To explain it fully would take a while, but to put it simply, installing Flash Attention can be quite a challenge depending on your environment.
I’ll break this into:
- What exactly your error means
- The real causes (there are two)
- Concrete solutions you can choose from (with commands)
1. What your error actually means
You already have Torch:
Successfully installed ... torch-2.6.0+cu124 torchaudio-2.6.0+cu124 torchvision-0.21.0+cu124
But when installing flash_attn==2.7.4.post1 you get:
Installing build dependencies ... done
Getting requirements to build wheel ... error
...
ModuleNotFoundError: No module named 'torch'
ERROR: Failed to build 'flash_attn'
and again via requirements.txt:
Collecting flash-attn==2.7.4.post1 (from -r requirements.txt)
...
Getting requirements to build wheel ... error
ModuleNotFoundError: No module named 'torch'
Key points:
- Torch is installed in your Conda env.
- The error is thrown inside a temporary build environment that pip creates just for building
flash_attn. That temporary env does not see your torch.
- This is a known, common problem with FlashAttention: PyPI’s page explicitly says that if you see
ModuleNotFoundError: No module named 'torch', it is “likely because of pypi’s installation isolation” and tells you to use pip install flash-attn --no-build-isolation. (PyPI)
On top of that, you are on Windows, and FlashAttention is a heavy CUDA/C++ extension that is mainly tested on Linux. A lot of people hit additional problems building it from source on Windows and solve it via prebuilt wheels or WSL2. (GitHub)
So:
- Immediate cause: pip’s build isolation environment cannot import
torch.
- Structural cause: FlashAttention is a compiled CUDA extension with weak native Windows support.
2. Background: what pip is doing and why Torch “disappears”

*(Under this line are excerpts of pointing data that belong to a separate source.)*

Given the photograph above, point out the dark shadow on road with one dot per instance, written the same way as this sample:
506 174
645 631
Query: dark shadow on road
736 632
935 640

Modern pip uses PEP 517 build isolation for packages that declare a pyproject.toml (FlashAttention does).
When you run:
pip install flash_attn==2.7.4.post1
pip does roughly:
-
Reads pyproject.toml, sees a build backend (e.g. setuptools) and a list of build requirements.
-
Creates a temporary virtual environment in a temp directory (like your pip-build-env-gqm7d9al).
-
Installs only build-time dependencies there (setuptools, wheel, maybe CUDA/compilers).
-
Runs the build backend inside that isolated env to:
- compute build requirements (
get_requires_for_build_wheel),
- generate the wheel.
Inside this isolated build env:
Because torch is not installed in the isolated env, import torch fails →
ModuleNotFoundError: No module named 'torch'.
This exact pattern shows up in multiple issues on the FlashAttention repo and Stack Overflow, with identical logs (Installing build dependencies ... done, Getting requirements to build wheel ... error, then ModuleNotFoundError: No module named 'torch'). (GitHub)
The FlashAttention maintainers solved it by telling people to turn off build isolation:
pip install flash-attn --no-build-isolation
which forces pip to build using your real environment, where Torch is installed. (PyPI)
So the error message is misleading: Torch is installed, but not in the small private env pip uses for building.
3. Background: why FlashAttention is fussy, especially on Windows
FlashAttention is not a typical pure-Python library:
-
It provides custom fused CUDA kernels for attention, tightly tied to:
- specific PyTorch versions,
- specific CUDA versions,
- GPU architectures. (PyPI)
-
It is primarily developed and tested on Linux; Windows support exists but is patchy and depends on custom wheels or manual builds. (GitHub)
For Linux, the recommended path is:
- Use the right PyTorch+CUDA combination (you already have Torch 2.6.0+cu124).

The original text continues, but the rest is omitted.